Não consigo compreender, antes, como não perturbam as consciências as revelações da limpeza étnica operada nas escolas católicas no Canadá até 1980, onde crianças arrancadas às suas famílias e enclausuradas naqueles colégios-campos de concentração foram maltratadas, negligenciadas, até morrerem e serem sepultadas em valas comuns (calcula-se pelo menos seis mil). Delitos perpetrados por padres, religiosos, religiosas…

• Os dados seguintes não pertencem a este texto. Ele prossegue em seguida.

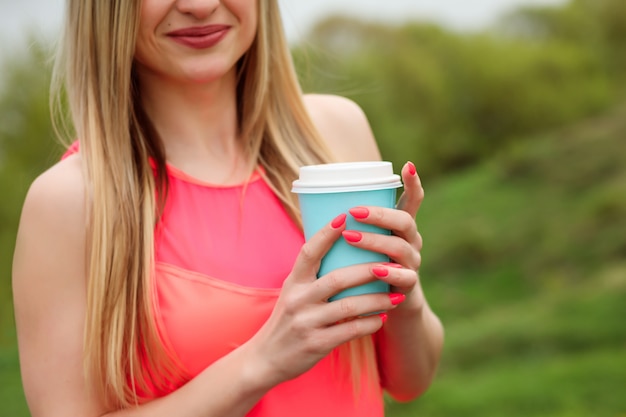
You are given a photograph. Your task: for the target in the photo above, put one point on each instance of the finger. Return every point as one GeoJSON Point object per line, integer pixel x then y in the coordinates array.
{"type": "Point", "coordinates": [353, 329]}
{"type": "Point", "coordinates": [310, 256]}
{"type": "Point", "coordinates": [394, 247]}
{"type": "Point", "coordinates": [341, 279]}
{"type": "Point", "coordinates": [357, 306]}
{"type": "Point", "coordinates": [413, 194]}
{"type": "Point", "coordinates": [399, 222]}
{"type": "Point", "coordinates": [399, 278]}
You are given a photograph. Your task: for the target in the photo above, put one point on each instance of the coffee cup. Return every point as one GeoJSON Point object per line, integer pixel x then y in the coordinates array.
{"type": "Point", "coordinates": [325, 191]}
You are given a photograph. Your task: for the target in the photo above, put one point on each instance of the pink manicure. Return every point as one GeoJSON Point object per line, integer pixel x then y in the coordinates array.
{"type": "Point", "coordinates": [360, 213]}
{"type": "Point", "coordinates": [339, 221]}
{"type": "Point", "coordinates": [397, 298]}
{"type": "Point", "coordinates": [352, 236]}
{"type": "Point", "coordinates": [380, 271]}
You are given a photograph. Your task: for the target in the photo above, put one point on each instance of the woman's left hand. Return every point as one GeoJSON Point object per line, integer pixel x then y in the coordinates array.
{"type": "Point", "coordinates": [403, 246]}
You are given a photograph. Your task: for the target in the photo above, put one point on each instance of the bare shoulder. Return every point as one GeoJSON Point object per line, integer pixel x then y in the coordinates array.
{"type": "Point", "coordinates": [344, 125]}
{"type": "Point", "coordinates": [52, 225]}
{"type": "Point", "coordinates": [49, 292]}
{"type": "Point", "coordinates": [57, 196]}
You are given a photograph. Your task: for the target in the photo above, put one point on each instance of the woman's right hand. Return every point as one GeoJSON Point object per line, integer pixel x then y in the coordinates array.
{"type": "Point", "coordinates": [304, 327]}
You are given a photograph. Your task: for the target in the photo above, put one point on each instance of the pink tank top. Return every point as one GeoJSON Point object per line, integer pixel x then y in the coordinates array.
{"type": "Point", "coordinates": [222, 254]}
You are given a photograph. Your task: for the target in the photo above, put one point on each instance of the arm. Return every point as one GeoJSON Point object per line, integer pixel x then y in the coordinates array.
{"type": "Point", "coordinates": [411, 342]}
{"type": "Point", "coordinates": [50, 303]}
{"type": "Point", "coordinates": [49, 287]}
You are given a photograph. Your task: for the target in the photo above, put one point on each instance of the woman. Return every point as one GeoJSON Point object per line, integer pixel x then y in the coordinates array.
{"type": "Point", "coordinates": [160, 269]}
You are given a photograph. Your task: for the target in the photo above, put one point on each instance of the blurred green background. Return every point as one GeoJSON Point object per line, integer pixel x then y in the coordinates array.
{"type": "Point", "coordinates": [518, 134]}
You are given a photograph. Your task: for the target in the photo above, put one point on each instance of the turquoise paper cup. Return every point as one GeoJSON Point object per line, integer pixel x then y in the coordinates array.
{"type": "Point", "coordinates": [326, 191]}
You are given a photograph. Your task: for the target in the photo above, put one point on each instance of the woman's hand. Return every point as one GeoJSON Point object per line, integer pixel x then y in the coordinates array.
{"type": "Point", "coordinates": [403, 246]}
{"type": "Point", "coordinates": [409, 346]}
{"type": "Point", "coordinates": [304, 327]}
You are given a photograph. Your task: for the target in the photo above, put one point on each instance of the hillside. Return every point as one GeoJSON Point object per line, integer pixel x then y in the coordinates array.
{"type": "Point", "coordinates": [525, 261]}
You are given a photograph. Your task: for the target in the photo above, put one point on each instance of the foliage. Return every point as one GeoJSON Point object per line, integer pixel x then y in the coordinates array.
{"type": "Point", "coordinates": [517, 134]}
{"type": "Point", "coordinates": [448, 101]}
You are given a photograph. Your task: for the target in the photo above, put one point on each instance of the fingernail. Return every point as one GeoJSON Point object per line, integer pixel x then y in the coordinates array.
{"type": "Point", "coordinates": [360, 212]}
{"type": "Point", "coordinates": [352, 236]}
{"type": "Point", "coordinates": [339, 221]}
{"type": "Point", "coordinates": [397, 298]}
{"type": "Point", "coordinates": [380, 271]}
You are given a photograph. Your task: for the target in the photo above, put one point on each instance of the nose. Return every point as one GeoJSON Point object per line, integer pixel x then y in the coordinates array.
{"type": "Point", "coordinates": [200, 9]}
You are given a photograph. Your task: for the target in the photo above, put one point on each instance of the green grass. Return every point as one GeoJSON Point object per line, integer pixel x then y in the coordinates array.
{"type": "Point", "coordinates": [524, 260]}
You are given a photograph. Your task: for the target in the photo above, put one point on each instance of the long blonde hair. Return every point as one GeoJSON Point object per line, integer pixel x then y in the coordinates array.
{"type": "Point", "coordinates": [124, 353]}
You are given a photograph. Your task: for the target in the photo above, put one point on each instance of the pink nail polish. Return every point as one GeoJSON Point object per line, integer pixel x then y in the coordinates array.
{"type": "Point", "coordinates": [339, 221]}
{"type": "Point", "coordinates": [352, 236]}
{"type": "Point", "coordinates": [383, 317]}
{"type": "Point", "coordinates": [359, 213]}
{"type": "Point", "coordinates": [397, 298]}
{"type": "Point", "coordinates": [380, 271]}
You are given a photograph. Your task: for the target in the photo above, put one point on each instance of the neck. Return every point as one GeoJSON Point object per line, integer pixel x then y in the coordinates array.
{"type": "Point", "coordinates": [197, 124]}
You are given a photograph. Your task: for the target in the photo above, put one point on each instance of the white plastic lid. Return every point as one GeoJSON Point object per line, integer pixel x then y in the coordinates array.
{"type": "Point", "coordinates": [345, 177]}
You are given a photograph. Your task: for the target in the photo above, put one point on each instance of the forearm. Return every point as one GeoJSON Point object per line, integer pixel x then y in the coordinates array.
{"type": "Point", "coordinates": [410, 346]}
{"type": "Point", "coordinates": [228, 388]}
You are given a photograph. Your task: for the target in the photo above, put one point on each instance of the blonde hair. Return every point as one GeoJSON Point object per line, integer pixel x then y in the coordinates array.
{"type": "Point", "coordinates": [124, 353]}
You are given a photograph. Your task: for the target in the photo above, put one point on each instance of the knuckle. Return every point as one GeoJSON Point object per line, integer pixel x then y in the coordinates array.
{"type": "Point", "coordinates": [353, 329]}
{"type": "Point", "coordinates": [348, 307]}
{"type": "Point", "coordinates": [291, 303]}
{"type": "Point", "coordinates": [331, 280]}
{"type": "Point", "coordinates": [306, 252]}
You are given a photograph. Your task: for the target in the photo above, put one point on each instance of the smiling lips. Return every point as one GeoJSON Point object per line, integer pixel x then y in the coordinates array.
{"type": "Point", "coordinates": [200, 37]}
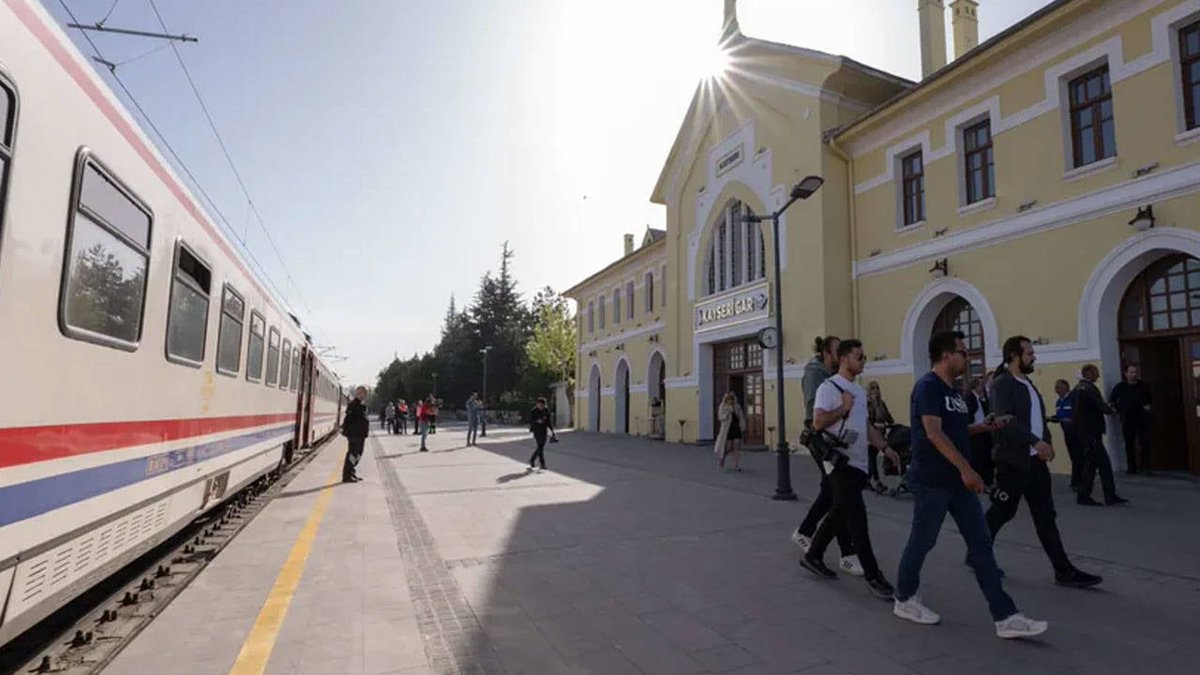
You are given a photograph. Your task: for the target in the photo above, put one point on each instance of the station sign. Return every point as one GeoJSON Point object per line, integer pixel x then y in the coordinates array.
{"type": "Point", "coordinates": [732, 309]}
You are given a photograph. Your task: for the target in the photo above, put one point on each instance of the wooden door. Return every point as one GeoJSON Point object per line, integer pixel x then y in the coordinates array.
{"type": "Point", "coordinates": [754, 408]}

Aqui não há patologia, há malignidade, há um exercício perverso do poder. Pergunto-me: como foi possível para cristãos que se dizem “consagrados” cometer semelhantes crimes? E estes crimes não serão gravíssimos? Por isso é um escândalo, que suscita interrogações sobre a capacidade de viver o cristianismo, numa Igreja até generosa de missão, ardente em devoção, como no Canadá, mas depois pior que perseguidora. Portanto, não se restrinja a crise da Igreja à praga da pedofilia: há toda uma ordem de autoridade, poder, riqueza que deve ser julgada pelo Evangelho.
Como tentar sair disto e chegar a uma verdadeira reforma? Sim, sabemos que a reforma começa por nós próprios, mas isso a Igreja sempre pregou, sem depois dar passos para reformar a instituição. O cardeal Marx sublinha-o: as culpas não são somente pessoais, mas correlatas à instituição.
Nesta situação, também na Igreja se carrega a cruz, que nas palavras de Jesus é instrumento da própria execução: a cruz é situação cruel e abjeta, que nunca devemos imputar aos outros e da qual não devemos falar piedosamente àqueles que a estão a carregar. É extraordinário que o próprio Jesus foi ajudado a levar a cruz não só pelo Pai, mas também por um pobre homem, Simão de Cirene, que no caminho do Calvário tomou a cruz às suas costas. Escrevia o teólogo Yves Congar: «Sofrer na Igreja é penoso, mas sofrer por causa da Igreja é terrível».